Washington, Nov 23: Pakistan Army Chief General Ashfaq Pervez Kayani refused an American request to confiscate the cell phone of jailed LeT commander Zaki-ur-Rehman Lakhvi being used to direct the group's operation from the Rawalpindi jail, reflecting connection between the country's powerful military and the terrorist outfit.
“Kayani rejected a US request that authorities take away the cell phone Lakhvi was using in jail, according to the memo to Secretary of State Hillary Clinton and the National Security Council,” said the investigative news report which was telecast by PBS's Frontline and posted on the website of ProPublica yesterday.
As a result of this Lakhvi continues to direct the LeT operations unhindered from the safe confines of a jail in Rawalpindi.

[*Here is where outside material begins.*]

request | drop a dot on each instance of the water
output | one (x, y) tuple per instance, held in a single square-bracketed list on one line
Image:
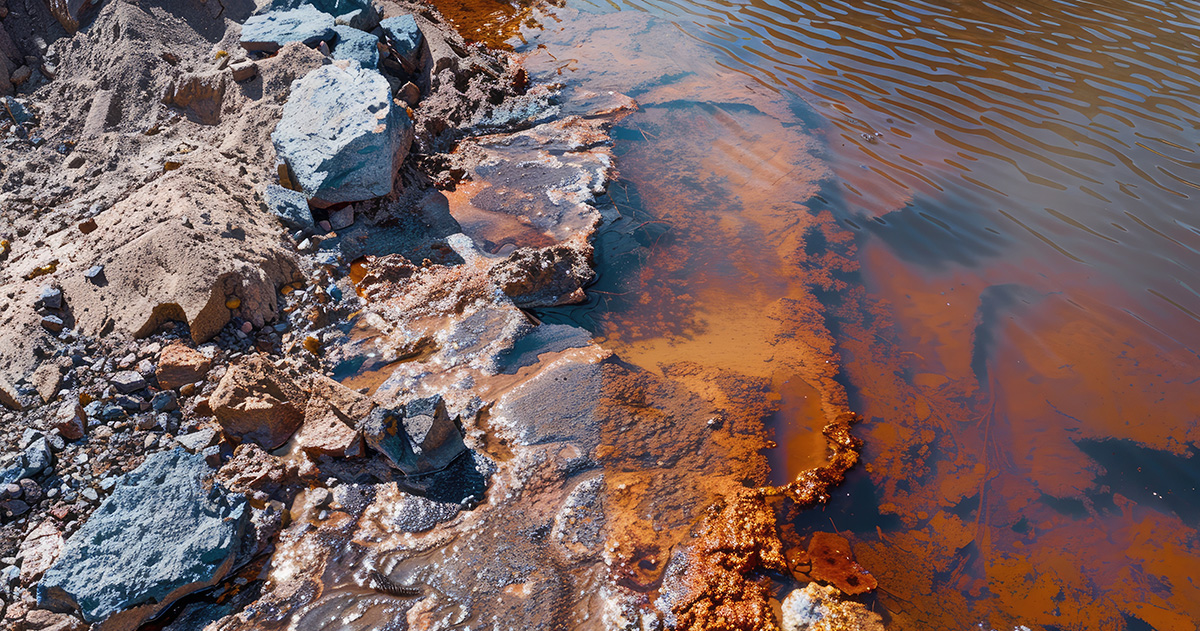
[(996, 206)]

According to the PBS/ProPublica joint investigation, during a meeting overseas last summer, a senior US official and Kayani, the chief of Pakistan's armed forces, discussed a threat that has strained the troubled US-Pakistani relationship since the 2008 Mumbai attacks blamed on the Lashkar-i-Taiba militant group.
The senior US official expressed concern that Lakhvi, a terrorist chief arrested for the brutal attacks in India, was still directing Lashkar operations while in custody, according to a US government memo viewed by ProPublica.
Kayani responded that Pakistan's spy agency, the Inter-Services Intelligence Directorate (ISI), had told prison authorities to better control Lakhvi's access to the outside world, the memo said.